Trigonometric Functions MCQs set 2 for PAF Initial Test Mathematics — 20 solved questions.
Q1. What is the amplitude of y = 2sin(x)?
Answer: 2
Explanation: The amplitude of y = asin(x) is |a|, so for y = 2sin(x), it is 2.
Q2. For y = sin(x) + cos(x), what is the maximum value?
Answer: √2
Explanation: Using the identity sin(A+B), the max value is √(1²+1²) = √2.
Q3. What is the range of y = 2 + sin(x)?
Answer: [1, 3]
Explanation: The range of sin(x) is [-1, 1], so for 2 + sin(x), it is [1, 3].
Q4. The graph of y = sin(-x) is?
Answer: Reflection of y = sin(x) about x-axis
Explanation: sin(-x) = -sin(x), which is a reflection of y = sin(x) about the x-axis.
Q5. What is the value of sin(π/4)?
Answer: 1/√2
Explanation: sin(π/4) = sin(45°), which is 1/√2.
Q6. For y = cos(2x), what is the period?
Answer: π
Explanation: The period of cos(ax) is 2π/a, so for cos(2x), it is 2π/2 = π.
Q7. The minimum value of y = cos(x) is?
Answer: -1
Explanation: The minimum value of cos(x) is -1, as it oscillates between -1 and 1.
Q8. What is the domain of y = tan(x)?
Answer: (-∞, ∞) - π/2 + kπ
Explanation: y = tan(x) is undefined when x = π/2 + kπ, so the domain excludes these points.

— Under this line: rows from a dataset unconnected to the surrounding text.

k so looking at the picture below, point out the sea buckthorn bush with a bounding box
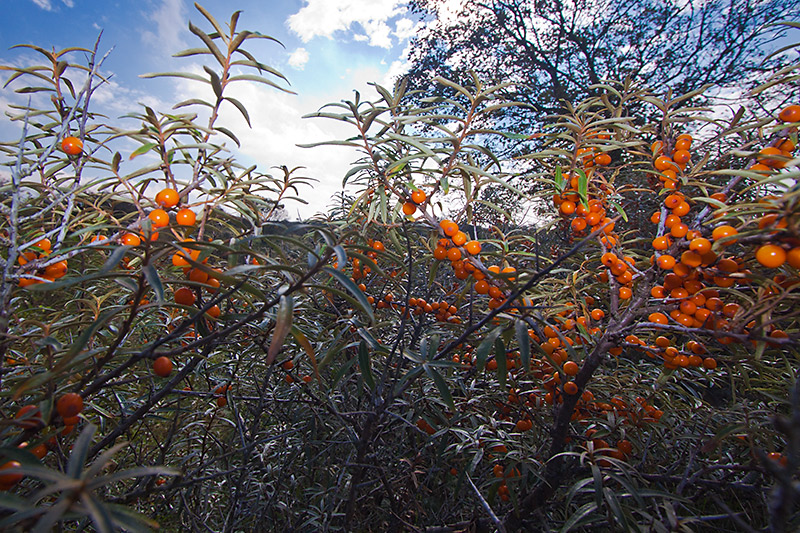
[0,5,798,532]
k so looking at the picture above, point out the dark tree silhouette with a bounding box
[406,0,799,143]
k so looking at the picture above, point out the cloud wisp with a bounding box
[287,0,411,49]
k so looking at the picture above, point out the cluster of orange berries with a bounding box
[1,393,85,490]
[402,188,427,216]
[627,330,717,371]
[433,219,482,270]
[644,190,797,350]
[407,297,462,323]
[280,359,313,384]
[16,237,68,287]
[750,104,799,173]
[492,463,521,502]
[580,395,663,430]
[575,131,613,168]
[553,183,616,240]
[750,198,800,271]
[213,384,231,407]
[151,187,196,235]
[583,428,634,466]
[652,133,694,190]
[154,269,222,377]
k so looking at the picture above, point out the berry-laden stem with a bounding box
[505,274,649,528]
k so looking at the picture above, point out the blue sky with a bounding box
[0,0,423,218]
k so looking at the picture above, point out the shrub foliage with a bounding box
[0,4,798,532]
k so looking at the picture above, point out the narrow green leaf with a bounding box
[224,96,251,127]
[475,326,503,371]
[142,264,164,302]
[608,199,628,222]
[424,364,455,411]
[66,424,97,479]
[193,3,228,42]
[129,142,156,160]
[560,502,599,532]
[139,71,210,84]
[554,165,564,192]
[515,319,531,376]
[204,65,222,99]
[267,294,294,365]
[495,337,507,388]
[577,169,589,209]
[358,340,375,390]
[214,126,240,146]
[189,21,226,66]
[324,267,375,324]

Q9. For y = 3cos(x), what is the amplitude?
Answer: 3
Explanation: The amplitude of y = acos(x) is |a|, so for y = 3cos(x), it is 3.

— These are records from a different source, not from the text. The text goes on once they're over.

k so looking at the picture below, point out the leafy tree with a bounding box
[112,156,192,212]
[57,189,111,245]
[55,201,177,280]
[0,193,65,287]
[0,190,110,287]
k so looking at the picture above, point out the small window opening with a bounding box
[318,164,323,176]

Q10. The function y = sin(x) is increasing in which interval?
Answer: [0, π/2]
Explanation: y = sin(x) is increasing in the first quadrant, [0, π/2].
Q11. What is the value of cos(0)?
Answer: 1
Explanation: cos(0) = 1, as it is the maximum value of the cosine function.

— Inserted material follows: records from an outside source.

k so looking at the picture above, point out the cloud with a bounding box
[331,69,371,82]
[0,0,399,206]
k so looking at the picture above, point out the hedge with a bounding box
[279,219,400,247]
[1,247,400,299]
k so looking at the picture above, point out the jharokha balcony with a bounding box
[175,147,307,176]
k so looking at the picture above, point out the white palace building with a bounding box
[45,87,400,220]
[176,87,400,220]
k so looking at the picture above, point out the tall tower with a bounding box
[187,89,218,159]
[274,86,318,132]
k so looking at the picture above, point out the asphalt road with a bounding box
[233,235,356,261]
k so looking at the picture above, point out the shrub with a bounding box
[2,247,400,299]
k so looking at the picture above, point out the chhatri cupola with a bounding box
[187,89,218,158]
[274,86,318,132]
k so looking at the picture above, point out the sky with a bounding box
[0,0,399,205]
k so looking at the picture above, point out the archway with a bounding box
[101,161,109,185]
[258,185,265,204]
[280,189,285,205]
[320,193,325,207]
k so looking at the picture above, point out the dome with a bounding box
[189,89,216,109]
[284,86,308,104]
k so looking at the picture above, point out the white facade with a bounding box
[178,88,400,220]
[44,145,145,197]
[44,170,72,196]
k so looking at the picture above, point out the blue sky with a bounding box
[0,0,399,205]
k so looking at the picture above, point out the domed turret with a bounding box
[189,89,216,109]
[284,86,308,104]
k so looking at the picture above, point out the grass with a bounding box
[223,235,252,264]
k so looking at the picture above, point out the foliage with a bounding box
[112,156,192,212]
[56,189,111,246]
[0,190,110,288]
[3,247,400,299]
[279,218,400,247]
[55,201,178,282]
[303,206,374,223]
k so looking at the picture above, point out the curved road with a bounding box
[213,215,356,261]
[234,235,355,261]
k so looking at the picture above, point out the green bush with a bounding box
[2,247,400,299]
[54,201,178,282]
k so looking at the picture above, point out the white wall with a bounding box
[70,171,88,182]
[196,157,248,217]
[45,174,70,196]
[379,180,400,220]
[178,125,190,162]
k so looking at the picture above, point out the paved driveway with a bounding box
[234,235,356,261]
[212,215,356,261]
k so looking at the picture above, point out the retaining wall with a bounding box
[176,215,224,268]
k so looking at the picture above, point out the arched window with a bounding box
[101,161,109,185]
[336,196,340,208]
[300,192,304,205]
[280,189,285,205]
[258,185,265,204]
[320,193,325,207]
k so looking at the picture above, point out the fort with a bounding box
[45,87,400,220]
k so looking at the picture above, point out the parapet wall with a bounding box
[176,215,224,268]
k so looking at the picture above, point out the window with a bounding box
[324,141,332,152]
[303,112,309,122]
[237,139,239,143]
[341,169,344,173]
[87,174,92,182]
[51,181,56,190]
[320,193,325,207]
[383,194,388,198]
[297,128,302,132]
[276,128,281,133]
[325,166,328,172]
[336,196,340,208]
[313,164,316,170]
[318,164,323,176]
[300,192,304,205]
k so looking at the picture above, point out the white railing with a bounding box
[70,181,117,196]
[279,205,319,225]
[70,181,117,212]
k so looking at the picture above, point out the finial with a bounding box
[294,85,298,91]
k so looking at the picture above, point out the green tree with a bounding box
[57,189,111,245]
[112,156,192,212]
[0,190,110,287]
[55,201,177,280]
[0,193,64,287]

Q12. For y = sin(x)cos(x), what is the period?
Answer: π
Explanation: Using the identity sin(2x) = 2sin(x)cos(x), the period is π.
Q13. The graph of y = cos(x) + 1 is shifted?
Answer: 1 unit up
Explanation: Adding 1 to cos(x) shifts the graph 1 unit up.
Q14. For y = tan(2x), what is the period?
Answer: π/2
Explanation: The period of tan(ax) is π/a, so for tan(2x), it is π/2.
Q15. The maximum value of y = sin(x) + 2 is?
Answer: 3
Explanation: The max value of sin(x) is 1, so for sin(x) + 2, it is 3.
Q16. What is the range of y = sin(x) - 1?
Answer: [-2, 0]
Explanation: The range of sin(x) is [-1, 1], so for sin(x) - 1, it is [-2, 0].
Q17. For y = 2sin(3x), what is the period?
Answer: 2π/3
Explanation: The period of sin(ax) is 2π/a, so for sin(3x), it is 2π/3.
Q18. If sin(x) = 1/2, what is the value of x in 0 to 2π?
Answer: π/6, 5π/6
Explanation: sin(π/6) = 1/2 and sin(π - π/6) = sin(5π/6) = 1/2.
Q19. What is the amplitude of 2sin(x) + 3?
Answer: 2
Explanation: The amplitude of asin(x) + b is |a|. Here, a = 2, so amplitude = 2.
Q20. The range of y = tan(x) is?
Answer: (-∞, ∞)
Explanation: tan(x) can take any real value, so the range is all real numbers.